As you want ALL the subsets of a set you can iterate it:

import itertools

sequence = [1, 2, 3, 4]
for i in range(len(sequence)):
    for j in itertools.combinations(sequence, i):
        print(j)

The output will be

() (1,) (2,) (3,) (4,) (1, 2) (1, 3) (1, 4) (2, 3) (2, 4) (3, 4) (1, 2, 3) (1, 2, 4) (1, 3, 4) (2, 3, 4)

Hope this help!

Solution 3:

So, the logic is to reverse sort the numbers,and suppose the list of numbers is l and sum to be formed is s.

   for i in b:
            if(a(round(n-i,2),b[b.index(i)+1:])):
                r.append(i)    
                return True
        return False

then, we go through this loop and a number is selected from l in order and let say it is i . there are 2 possible cases either i is the part of sum or not. So, we assume that i is part of solution and then the problem reduces to l being l[l.index(i+1):] and s being s-i so, if our function is a(l,s) then we call a(l[l.index(i+1):] ,s-i). and if i is not a part of s then we have to form s from l[l.index(i+1):] list. So it is similar in both the cases , only change is if i is part of s, then s=s-i and otherwise s=s only.

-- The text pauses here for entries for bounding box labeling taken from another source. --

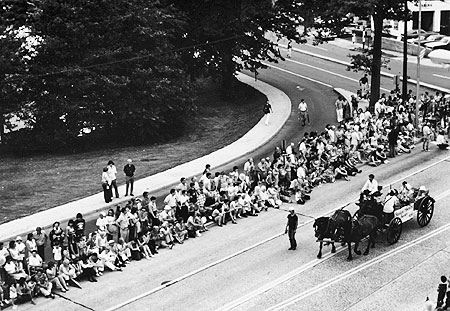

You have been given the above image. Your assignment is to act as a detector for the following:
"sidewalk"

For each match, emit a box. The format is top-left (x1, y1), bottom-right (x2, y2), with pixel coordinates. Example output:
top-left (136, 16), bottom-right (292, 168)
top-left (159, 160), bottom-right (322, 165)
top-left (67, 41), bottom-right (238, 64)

top-left (329, 38), bottom-right (445, 68)
top-left (0, 73), bottom-right (291, 241)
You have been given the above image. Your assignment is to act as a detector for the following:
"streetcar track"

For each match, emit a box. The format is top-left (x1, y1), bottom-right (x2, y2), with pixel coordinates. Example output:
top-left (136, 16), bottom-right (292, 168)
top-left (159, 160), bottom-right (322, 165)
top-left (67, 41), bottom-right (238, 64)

top-left (267, 224), bottom-right (450, 311)
top-left (220, 190), bottom-right (450, 311)
top-left (105, 156), bottom-right (450, 311)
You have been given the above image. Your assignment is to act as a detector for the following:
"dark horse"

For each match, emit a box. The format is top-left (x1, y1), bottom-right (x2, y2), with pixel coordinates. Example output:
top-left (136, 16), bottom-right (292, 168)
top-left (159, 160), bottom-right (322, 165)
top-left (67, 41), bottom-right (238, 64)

top-left (331, 210), bottom-right (378, 260)
top-left (313, 217), bottom-right (336, 259)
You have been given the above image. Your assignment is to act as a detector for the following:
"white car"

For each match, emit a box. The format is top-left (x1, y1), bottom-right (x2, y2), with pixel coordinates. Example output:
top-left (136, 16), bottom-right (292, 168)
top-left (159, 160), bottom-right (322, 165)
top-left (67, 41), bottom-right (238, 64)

top-left (425, 37), bottom-right (450, 50)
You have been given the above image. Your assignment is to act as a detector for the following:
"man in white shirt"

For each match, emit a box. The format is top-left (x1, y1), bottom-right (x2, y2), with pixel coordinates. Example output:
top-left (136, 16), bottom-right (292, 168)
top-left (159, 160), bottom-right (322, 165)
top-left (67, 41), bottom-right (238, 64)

top-left (436, 131), bottom-right (448, 150)
top-left (422, 122), bottom-right (433, 151)
top-left (298, 98), bottom-right (311, 125)
top-left (164, 189), bottom-right (177, 210)
top-left (244, 158), bottom-right (255, 175)
top-left (383, 189), bottom-right (399, 224)
top-left (361, 174), bottom-right (378, 194)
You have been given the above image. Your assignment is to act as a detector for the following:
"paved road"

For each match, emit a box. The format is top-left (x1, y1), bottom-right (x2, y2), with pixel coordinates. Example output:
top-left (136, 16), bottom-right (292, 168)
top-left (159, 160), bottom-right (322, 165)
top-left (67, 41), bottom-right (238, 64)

top-left (19, 50), bottom-right (450, 310)
top-left (290, 41), bottom-right (450, 93)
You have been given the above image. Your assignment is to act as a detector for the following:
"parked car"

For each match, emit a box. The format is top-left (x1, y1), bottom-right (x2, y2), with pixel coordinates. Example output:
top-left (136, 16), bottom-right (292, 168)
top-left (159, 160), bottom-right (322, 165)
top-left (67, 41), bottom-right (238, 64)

top-left (425, 37), bottom-right (450, 50)
top-left (408, 33), bottom-right (445, 45)
top-left (402, 29), bottom-right (436, 40)
top-left (420, 34), bottom-right (446, 46)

now to reduce the problem such that in case numbers in l are greater than s we remove them to reduce the complexity until l is empty and in that case the numbers which are selected are not a part of our solution and we return false.

if(len(b)==0):
    return False    
while(b[0]>n):
    b.remove(b[0])
    if(len(b)==0):
        return False    

and in case l has only 1 element left then either it can be part of s then we return true or it is not then we return false and loop will go through other number.

if(b[0]==n):
    r.append(b[0])
    return True
if(len(b)==1):
    return False

note in the loop if have used b..but b is our list only.and i have rounded wherever it is possible, so that we should not get wrong answer due to floating point calculations in python.

r=[]
list_of_numbers=[61.12,13.11,100.12,12.32,200,60.00,145.34,14.22,100.21,14.77,214.35,200.32,65.43,0.49,132.13,143.21,156.34,11.32,12.34,15.67,17.89,21.23,14.21,12,122,134]
list_of_numbers=sorted(list_of_numbers)
list_of_numbers.reverse()
sum_to_be_formed=401.54
def a(n,b):
    global r
    if(len(b)==0):
        return False    
    while(b[0]>n):
        b.remove(b[0])
        if(len(b)==0):
            return False    
    if(b[0]==n):
        r.append(b[0])
        return True
    if(len(b)==1):
        return False
    for i in b:
        if(a(round(n-i,2),b[b.index(i)+1:])):
            r.append(i)    
            return True
    return False
if(a(sum_to_be_formed,list_of_numbers)):
    print(r)

this solution works fast.more fast than one explained above. However this works for positive numbers only. However also it works good if there is a solution only otherwise it takes to much time to get out of loops.

an example run is like this lets say

    l=[1,6,7,8,10]

and s=22 i.e. s=1+6+7+8
so it goes through like this 

1.) [10, 8, 7, 6, 1] 22
i.e. 10  is selected to be part of 22..so s=22-10=12 and l=l.remove(10)
2.) [8, 7, 6, 1] 12
i.e. 8  is selected to be part of 12..so s=12-8=4 and l=l.remove(8)
3.) [7, 6, 1] 4  
now 7,6 are removed and 1!=4 so it will return false for this execution where 8 is selected.
4.)[6, 1] 5
i.e. 7  is selected to be part of 12..so s=12-7=5 and l=l.remove(7)
now 6 are removed and 1!=5 so it will return false for this execution where 7 is selected.
5.)[1] 6
i.e. 6  is selected to be part of 12..so s=12-6=6 and l=l.remove(6)
now 1!=6 so it will return false for this execution where 6 is selected.
6.)[] 11
i.e. 1 is selected to be part of 12..so s=12-1=1 and l=l.remove(1)
now l is empty so all the cases for which 10 was a part of s are false and so 10 is not a part of s and we now start with 8 and same cases follow.
7.)[7, 6, 1] 14
8.)[6, 1] 7
9.)[1] 1

just to give a comparison which i ran on my computer which is not so good. using

l=[61.12,13.11,100.12,12.32,200,60.00,145.34,14.22,100.21,14.77,214.35,145.21,123.56,11.90,200.32,65.43,0.49,132.13,143.21,156.34,11.32,12.34,15.67,17.89,21.23,14.21,12,122,134]

and

s=2000

my loop ran 1018 times and 31 ms.

and previous code loop ran 3415587 times and took somewhere near 16 seconds.

however in case a solution does not exist my code ran more than few minutes so i stopped it and previous code ran near around 17 ms only and previous code works with negative numbers also.

so i thing some improvements can be done.